City Councillor and Treasurer Martin Wilhelm and Christian Loose, Deputy Head of ESO Eigenbetrieb der Stadt Offenbach, explained the changes planned for October 1, 2021 during the City Council press conference. The city parliament must now approve the proposal.
The city is legally obliged to recalculate the fees. The result of the latest review: Where Stadtservice employees clean sidewalks and streets, the cleaning fees are to be increased by 17 percent as of October 1, 2021, bringing them back to the level of three years ago after a reduction of around 17 percent in 2018.
Fees must cover costs
These regular adjustments are necessary because fees must cover costs. In 2018, a surplus was accumulated from previous years. Any money collected in excess must be returned to citizens within five years. This has been done in Offenbach over the past three years by reducing charges. Now this so-called fee equalization provision has been used up as planned.

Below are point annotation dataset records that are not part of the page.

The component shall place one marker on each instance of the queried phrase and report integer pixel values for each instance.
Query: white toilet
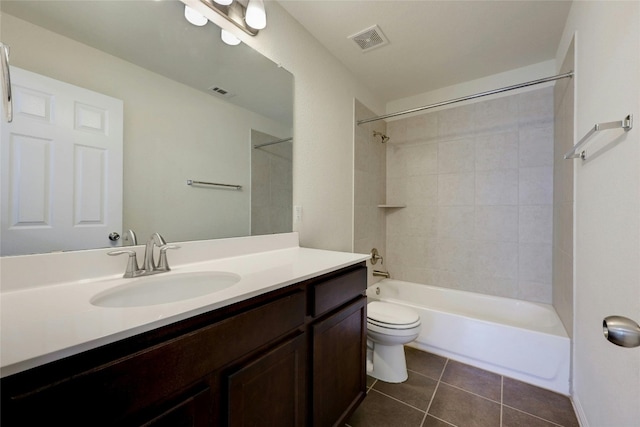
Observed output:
(389, 327)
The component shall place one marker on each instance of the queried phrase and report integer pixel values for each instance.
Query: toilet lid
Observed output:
(391, 314)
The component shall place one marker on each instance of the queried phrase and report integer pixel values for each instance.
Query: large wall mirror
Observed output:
(186, 107)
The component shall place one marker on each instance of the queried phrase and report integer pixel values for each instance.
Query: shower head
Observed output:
(383, 138)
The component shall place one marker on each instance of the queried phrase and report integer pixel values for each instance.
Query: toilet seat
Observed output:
(391, 316)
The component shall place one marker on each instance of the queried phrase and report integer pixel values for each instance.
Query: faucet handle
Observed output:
(132, 269)
(163, 264)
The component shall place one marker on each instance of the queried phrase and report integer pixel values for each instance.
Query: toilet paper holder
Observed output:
(621, 331)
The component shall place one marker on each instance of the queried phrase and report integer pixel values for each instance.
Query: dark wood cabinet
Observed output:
(339, 361)
(270, 391)
(293, 357)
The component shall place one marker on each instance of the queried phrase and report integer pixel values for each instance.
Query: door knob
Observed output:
(621, 331)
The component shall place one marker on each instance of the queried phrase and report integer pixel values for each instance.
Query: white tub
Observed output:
(518, 339)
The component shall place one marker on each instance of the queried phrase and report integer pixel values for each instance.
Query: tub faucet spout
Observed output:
(381, 273)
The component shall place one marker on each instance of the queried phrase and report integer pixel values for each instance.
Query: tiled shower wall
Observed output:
(477, 182)
(370, 190)
(271, 185)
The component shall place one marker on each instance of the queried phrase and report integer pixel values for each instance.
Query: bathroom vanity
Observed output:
(293, 355)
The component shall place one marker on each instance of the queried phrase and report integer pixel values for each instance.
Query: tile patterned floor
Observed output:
(442, 393)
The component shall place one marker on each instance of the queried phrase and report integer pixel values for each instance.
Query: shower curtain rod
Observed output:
(465, 98)
(264, 144)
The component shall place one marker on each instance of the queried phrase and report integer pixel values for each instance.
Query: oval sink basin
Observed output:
(162, 289)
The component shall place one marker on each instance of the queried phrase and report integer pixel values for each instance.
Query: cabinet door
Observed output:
(193, 411)
(270, 390)
(339, 364)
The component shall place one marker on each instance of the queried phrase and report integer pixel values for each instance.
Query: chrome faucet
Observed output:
(155, 240)
(149, 267)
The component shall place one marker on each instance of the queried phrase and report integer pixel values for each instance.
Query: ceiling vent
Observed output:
(218, 91)
(370, 38)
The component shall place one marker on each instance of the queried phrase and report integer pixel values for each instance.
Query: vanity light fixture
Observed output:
(194, 17)
(256, 17)
(229, 38)
(248, 15)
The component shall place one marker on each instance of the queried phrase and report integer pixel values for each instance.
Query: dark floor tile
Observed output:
(475, 380)
(378, 410)
(370, 381)
(434, 422)
(464, 409)
(539, 402)
(416, 391)
(424, 363)
(514, 418)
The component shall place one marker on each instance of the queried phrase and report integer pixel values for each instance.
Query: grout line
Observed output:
(534, 416)
(472, 393)
(446, 362)
(398, 400)
(443, 421)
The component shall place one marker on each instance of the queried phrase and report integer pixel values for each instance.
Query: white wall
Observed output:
(158, 114)
(487, 83)
(323, 126)
(606, 378)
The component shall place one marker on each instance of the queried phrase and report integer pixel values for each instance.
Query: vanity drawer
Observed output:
(114, 392)
(337, 290)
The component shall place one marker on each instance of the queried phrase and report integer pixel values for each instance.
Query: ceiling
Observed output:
(434, 44)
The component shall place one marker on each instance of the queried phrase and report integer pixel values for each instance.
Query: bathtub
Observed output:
(518, 339)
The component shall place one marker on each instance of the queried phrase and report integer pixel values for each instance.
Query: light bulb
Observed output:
(256, 16)
(195, 17)
(229, 38)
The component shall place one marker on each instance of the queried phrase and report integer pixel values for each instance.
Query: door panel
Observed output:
(61, 167)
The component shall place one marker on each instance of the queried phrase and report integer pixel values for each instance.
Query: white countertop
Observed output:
(41, 324)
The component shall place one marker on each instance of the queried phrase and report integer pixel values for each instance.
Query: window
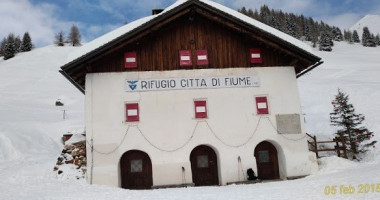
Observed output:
(136, 165)
(263, 156)
(262, 105)
(132, 112)
(184, 58)
(202, 57)
(202, 161)
(255, 55)
(130, 59)
(200, 109)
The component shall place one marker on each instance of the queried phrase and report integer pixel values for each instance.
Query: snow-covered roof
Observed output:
(113, 35)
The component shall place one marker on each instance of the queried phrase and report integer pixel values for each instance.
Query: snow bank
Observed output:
(355, 70)
(333, 164)
(30, 123)
(75, 138)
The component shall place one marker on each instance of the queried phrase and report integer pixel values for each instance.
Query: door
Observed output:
(266, 161)
(204, 166)
(136, 170)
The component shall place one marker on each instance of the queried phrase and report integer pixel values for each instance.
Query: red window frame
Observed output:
(255, 56)
(130, 59)
(202, 57)
(198, 110)
(262, 105)
(132, 117)
(185, 58)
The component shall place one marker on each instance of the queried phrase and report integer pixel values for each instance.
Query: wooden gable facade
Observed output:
(192, 26)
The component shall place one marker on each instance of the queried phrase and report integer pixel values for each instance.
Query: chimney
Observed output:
(156, 11)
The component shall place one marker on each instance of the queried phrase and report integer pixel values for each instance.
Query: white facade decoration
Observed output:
(168, 132)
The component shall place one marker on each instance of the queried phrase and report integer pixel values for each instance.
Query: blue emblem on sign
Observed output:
(132, 84)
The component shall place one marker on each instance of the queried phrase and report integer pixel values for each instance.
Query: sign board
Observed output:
(141, 85)
(288, 124)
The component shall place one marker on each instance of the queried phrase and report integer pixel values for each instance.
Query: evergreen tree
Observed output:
(355, 37)
(367, 39)
(337, 34)
(74, 36)
(377, 39)
(350, 129)
(291, 26)
(348, 36)
(325, 42)
(307, 34)
(2, 46)
(274, 22)
(17, 44)
(243, 10)
(27, 44)
(9, 48)
(59, 39)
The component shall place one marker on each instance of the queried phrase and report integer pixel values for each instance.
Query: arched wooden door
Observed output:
(204, 166)
(136, 170)
(266, 161)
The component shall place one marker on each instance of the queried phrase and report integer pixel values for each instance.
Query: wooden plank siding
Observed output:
(192, 26)
(158, 51)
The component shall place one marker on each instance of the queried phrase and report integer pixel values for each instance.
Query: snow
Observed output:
(31, 127)
(76, 138)
(109, 37)
(370, 21)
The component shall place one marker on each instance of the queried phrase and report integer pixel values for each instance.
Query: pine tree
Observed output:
(355, 37)
(307, 34)
(337, 34)
(59, 39)
(2, 46)
(350, 129)
(9, 48)
(325, 42)
(367, 39)
(27, 44)
(74, 36)
(291, 26)
(348, 36)
(17, 44)
(377, 39)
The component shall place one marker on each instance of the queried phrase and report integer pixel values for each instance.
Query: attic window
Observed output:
(255, 56)
(184, 58)
(202, 57)
(130, 59)
(132, 112)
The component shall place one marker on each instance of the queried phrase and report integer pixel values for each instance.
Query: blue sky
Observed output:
(44, 18)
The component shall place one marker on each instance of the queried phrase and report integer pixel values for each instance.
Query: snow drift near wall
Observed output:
(30, 123)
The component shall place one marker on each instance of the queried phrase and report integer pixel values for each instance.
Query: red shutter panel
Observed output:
(202, 57)
(132, 112)
(184, 58)
(130, 59)
(262, 105)
(255, 55)
(200, 109)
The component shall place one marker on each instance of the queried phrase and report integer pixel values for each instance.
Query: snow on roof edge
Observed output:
(262, 26)
(118, 32)
(110, 36)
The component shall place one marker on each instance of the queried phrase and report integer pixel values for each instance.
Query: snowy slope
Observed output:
(353, 68)
(30, 123)
(30, 128)
(370, 21)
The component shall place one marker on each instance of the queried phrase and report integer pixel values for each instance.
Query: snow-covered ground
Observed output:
(31, 126)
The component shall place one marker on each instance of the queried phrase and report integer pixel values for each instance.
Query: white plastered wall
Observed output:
(168, 132)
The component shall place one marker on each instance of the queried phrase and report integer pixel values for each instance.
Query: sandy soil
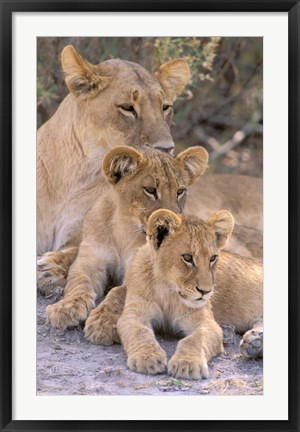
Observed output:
(67, 364)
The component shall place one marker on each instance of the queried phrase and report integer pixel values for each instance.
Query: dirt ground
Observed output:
(67, 364)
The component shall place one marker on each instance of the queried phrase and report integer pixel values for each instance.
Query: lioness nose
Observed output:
(167, 147)
(203, 292)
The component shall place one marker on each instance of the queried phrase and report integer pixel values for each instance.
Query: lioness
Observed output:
(140, 182)
(169, 284)
(183, 255)
(113, 103)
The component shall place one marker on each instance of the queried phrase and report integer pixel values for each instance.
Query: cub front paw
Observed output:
(51, 276)
(101, 327)
(66, 313)
(148, 362)
(188, 368)
(251, 346)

To ensure that Stadtservice can continue to pay the street sweepers, maintain the fleet of vehicles required for cleaning and dispose of the garbage to cover its costs, the fees will be raised again to the 2018 level.
The increase will vary depending on the cleaning class of the respective street: For example, if a street is cleaned once a week by Stadtservice, residents will have to pay €7.56 more per year for seven meters of sidewalk - that's 63 cents a month. If the street sweepers come four times a week to clean 15 meters of sidewalk, they will have to pay 68.40 euros more per year - that's 5.70 euros per month. In the streets with the higher cleaning classes, the residents are mostly commercial businesses or multi-storey buildings, where the costs can be shared between several tenants by the owner.
Criteria for the classification of cleaning classes were reviewed
Streets in Offenbach are divided into cleaning classes according to a sophisticated points system. The respective criteria for awarding these points have now also been reviewed. These include, above all, the type and density of development, but also whether there are many trees there that shed flowers, leaves or bark, how busy the street is, for example because of a bus stop or a daycare center, and how dirty the street and sidewalk are in general.
Citizens whose streets are cleaned by local residents are not affected by the fee increase. Here, the homeowners themselves are responsible for ensuring that the sidewalk, gutter and street are swept regularly. The scope and nature of the cleaning obligation are made clearer in the new version of the street cleaning statutes than in the current document.
Clear regulations for cleaning residents
This means that residents' cleaning also includes the proper disposal of garbage, either in their own waste bins or, in the case of autumn leaves, at the recycling center. While it was previously only prohibited to simply sweep the autumn leaves - including those from municipal trees - in front of the property or the paper handkerchiefs lying on the sidewalk into the gutter, onto the tree grates or into the bins, this convenience is now an offense. A fine can be imposed for this.
In future, this will also apply to the use of herbicides. Anyone who illegally uses chemical mace to combat wild growth on the sidewalk or in the gutter must also expect a fine when the new bylaws come into force.